In order to remain competitive with developers such as Apple and Google, Microsoft has released a new operating system and made significant investments in the cloud over the past year.
Windows 8 was recently followed by an update in February, which might prompt many organizations to consider undergoing Microsoft training to educate employees new to the system.
The first bump forward For businesses or individuals looking to make the shift from XP to Windows 8, Microsoft announced on March 3 that it will will provide users with PCmover Express, a program that copies all the files and settings from a Windows XP PC to a new computer running Windows 7, 8 or 8.1. According to PC Mag, the transfer can be performed across a home or work network and enables XP customers to dictate what data they wish to migrate.
Although many organizations are now operating on at least a Windows 7 platform, there are still a good handful of businesses that are out of the loop. The operating system, as well as its successors, possesses a very different format than its predecessor.
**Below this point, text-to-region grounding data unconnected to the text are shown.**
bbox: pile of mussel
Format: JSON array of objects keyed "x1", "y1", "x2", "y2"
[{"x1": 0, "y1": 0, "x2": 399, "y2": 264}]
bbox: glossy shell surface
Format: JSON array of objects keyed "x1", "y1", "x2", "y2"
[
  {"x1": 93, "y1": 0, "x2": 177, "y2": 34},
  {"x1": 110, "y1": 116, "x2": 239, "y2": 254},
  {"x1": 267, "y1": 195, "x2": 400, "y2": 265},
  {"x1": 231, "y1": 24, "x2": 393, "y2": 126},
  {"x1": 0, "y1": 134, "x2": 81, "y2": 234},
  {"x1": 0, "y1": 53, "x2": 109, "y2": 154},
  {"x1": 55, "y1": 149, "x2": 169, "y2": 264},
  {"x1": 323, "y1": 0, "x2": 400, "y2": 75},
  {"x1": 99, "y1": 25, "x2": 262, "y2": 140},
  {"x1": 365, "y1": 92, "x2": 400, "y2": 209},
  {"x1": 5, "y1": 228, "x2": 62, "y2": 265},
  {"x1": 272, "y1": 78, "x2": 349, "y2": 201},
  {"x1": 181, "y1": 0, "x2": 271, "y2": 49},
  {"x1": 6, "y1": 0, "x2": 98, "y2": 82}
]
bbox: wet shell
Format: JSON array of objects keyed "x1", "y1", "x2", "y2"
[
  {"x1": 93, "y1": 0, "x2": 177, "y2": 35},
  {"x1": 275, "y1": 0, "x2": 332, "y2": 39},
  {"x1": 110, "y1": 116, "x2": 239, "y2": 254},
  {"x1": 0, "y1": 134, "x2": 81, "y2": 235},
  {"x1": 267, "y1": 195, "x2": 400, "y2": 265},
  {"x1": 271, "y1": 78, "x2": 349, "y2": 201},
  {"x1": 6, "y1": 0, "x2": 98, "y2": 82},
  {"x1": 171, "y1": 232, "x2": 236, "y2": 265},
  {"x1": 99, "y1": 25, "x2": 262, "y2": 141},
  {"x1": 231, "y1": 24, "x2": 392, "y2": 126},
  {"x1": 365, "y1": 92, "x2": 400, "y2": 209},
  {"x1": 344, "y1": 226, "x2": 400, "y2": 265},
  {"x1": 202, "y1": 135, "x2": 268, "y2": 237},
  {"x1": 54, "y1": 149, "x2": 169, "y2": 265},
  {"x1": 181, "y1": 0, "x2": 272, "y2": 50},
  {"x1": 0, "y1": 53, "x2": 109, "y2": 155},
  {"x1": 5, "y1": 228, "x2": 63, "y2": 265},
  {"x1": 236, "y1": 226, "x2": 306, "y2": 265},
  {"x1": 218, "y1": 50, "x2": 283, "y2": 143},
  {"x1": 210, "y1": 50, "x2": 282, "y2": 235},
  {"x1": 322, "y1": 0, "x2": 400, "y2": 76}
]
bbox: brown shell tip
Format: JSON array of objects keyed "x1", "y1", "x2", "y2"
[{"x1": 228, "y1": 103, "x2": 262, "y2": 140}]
Those choosing to transition to Windows 8.1 will most likely enroll in Microsoft certification courses to acclimate their employees to the new platform.
Windows XP users will still be allowed to operate under the system past an April 8 deadline set by Microsoft, in which support teams will no longer be available for consultation regarding the XP operating system.
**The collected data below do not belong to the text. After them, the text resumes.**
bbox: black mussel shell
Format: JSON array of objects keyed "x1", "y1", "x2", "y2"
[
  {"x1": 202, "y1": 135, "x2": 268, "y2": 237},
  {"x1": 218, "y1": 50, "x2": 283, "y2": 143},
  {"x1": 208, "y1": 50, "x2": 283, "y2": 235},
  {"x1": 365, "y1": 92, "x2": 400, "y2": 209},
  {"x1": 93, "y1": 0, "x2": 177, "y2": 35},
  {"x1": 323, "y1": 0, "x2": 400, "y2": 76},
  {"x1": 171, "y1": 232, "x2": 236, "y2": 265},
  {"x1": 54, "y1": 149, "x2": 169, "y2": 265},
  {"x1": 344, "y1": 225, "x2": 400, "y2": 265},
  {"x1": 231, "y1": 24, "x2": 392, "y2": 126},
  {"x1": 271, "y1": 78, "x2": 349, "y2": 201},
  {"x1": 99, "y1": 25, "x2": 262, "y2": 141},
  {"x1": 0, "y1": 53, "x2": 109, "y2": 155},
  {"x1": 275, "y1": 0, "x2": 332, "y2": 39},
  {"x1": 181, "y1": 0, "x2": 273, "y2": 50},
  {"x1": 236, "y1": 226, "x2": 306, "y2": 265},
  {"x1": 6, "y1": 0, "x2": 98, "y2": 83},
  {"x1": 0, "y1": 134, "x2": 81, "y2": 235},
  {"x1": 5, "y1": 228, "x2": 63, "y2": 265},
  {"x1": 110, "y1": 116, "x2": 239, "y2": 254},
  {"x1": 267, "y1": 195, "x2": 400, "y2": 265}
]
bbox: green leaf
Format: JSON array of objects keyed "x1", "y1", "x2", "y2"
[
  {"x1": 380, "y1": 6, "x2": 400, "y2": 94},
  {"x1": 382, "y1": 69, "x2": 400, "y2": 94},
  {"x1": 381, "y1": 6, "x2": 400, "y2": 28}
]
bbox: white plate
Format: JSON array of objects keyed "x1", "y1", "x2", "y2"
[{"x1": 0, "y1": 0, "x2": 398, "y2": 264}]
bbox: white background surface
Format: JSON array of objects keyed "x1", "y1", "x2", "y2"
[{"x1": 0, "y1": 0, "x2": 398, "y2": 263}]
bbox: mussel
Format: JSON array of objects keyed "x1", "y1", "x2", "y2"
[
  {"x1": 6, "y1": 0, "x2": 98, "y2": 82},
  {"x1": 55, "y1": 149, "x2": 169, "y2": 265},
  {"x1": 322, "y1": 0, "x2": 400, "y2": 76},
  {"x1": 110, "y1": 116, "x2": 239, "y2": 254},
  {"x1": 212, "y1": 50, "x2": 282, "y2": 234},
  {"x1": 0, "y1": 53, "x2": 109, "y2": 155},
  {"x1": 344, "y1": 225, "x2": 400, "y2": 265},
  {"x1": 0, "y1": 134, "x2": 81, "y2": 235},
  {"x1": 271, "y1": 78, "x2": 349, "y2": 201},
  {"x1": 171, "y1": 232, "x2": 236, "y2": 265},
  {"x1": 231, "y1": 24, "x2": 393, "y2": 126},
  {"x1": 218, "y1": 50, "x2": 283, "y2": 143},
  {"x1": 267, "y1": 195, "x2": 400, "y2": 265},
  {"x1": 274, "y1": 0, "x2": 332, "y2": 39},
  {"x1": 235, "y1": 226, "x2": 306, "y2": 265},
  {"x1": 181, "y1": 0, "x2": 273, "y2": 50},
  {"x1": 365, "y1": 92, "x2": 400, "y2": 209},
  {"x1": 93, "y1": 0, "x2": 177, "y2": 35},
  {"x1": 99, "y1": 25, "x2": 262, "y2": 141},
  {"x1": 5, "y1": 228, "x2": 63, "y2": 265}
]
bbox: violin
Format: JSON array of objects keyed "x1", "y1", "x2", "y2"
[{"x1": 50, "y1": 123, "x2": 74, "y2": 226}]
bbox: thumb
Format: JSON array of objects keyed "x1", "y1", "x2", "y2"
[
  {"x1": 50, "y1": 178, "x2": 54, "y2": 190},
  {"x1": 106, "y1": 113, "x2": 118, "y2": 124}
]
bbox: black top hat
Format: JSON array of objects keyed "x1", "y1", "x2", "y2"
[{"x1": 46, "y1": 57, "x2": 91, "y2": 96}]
Showcase displays new business solutions The majority of large corporations have been operating on a cloud infrastructure for some time now. In response, software developers have moved past deployments that were only appropriate as on-premise applications and toward more flexible solutions. Information Week reported that Microsoft Dynamics CRM and ERP are now compatible with cloud environments. Although still suitable for in-house systems, the new releases have more cloud-friendly applications many veteran users may not be familiar with.
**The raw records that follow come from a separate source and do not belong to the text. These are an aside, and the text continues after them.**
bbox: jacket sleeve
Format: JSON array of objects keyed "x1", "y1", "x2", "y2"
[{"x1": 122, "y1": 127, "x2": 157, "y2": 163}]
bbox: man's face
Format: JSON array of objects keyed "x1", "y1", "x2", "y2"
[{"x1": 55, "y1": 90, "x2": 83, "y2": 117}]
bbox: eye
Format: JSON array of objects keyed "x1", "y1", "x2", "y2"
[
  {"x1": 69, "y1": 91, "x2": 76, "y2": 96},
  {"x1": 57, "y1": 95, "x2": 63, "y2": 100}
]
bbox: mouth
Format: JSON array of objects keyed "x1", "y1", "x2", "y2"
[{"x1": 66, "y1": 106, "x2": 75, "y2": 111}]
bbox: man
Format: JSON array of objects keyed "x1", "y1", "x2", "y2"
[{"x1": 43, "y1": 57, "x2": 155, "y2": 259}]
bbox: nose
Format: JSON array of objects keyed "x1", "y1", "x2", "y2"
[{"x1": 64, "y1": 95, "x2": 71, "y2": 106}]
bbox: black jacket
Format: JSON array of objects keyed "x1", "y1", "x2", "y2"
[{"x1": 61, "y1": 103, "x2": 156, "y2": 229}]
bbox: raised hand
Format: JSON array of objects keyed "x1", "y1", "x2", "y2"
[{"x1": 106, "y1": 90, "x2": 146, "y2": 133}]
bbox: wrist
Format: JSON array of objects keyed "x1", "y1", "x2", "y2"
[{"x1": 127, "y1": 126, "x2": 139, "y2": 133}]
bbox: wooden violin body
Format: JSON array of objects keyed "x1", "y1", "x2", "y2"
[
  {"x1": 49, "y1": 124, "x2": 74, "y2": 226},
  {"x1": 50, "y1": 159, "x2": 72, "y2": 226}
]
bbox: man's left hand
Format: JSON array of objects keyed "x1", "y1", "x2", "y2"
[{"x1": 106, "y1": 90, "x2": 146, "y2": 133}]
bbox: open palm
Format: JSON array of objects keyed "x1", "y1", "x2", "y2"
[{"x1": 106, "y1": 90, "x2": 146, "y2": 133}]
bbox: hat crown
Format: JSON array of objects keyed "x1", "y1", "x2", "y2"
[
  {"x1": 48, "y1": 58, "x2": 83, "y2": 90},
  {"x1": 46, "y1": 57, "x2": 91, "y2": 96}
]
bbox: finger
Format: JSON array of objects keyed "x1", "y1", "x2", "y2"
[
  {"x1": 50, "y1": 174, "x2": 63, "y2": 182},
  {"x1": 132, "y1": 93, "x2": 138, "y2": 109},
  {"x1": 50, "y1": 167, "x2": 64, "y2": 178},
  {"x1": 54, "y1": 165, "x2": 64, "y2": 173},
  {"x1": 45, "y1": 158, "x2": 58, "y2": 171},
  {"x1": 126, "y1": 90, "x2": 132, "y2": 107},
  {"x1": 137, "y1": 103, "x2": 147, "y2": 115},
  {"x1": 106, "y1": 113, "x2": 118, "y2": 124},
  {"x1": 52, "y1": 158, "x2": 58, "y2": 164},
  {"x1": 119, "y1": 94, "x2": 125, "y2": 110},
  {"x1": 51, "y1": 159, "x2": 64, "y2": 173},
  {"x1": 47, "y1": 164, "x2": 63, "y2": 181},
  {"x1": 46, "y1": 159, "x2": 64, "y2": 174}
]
To educate professionals, the contemporary Microsoft training course will instruct prospective users on new releases such as Dynamics Marketing, Social Listening and Unified Desk Service, all of which can be found on the CRM deployment. In addition, updated business intelligence tools capable of producing analysis on collected data will be included in the curriculum.
“Microsoft Dynamics Marketing management and analysis capabilities extend to conventional TV, radio, print, live event, and telemarketing efforts as well as email, web, and social campaigns,” the source said.
For veteran Microsoft users who may be baffled by these new tools, Microsoft training may be a necessity. It will also empower previous generations with extensive knowledge of social media analysis concepts.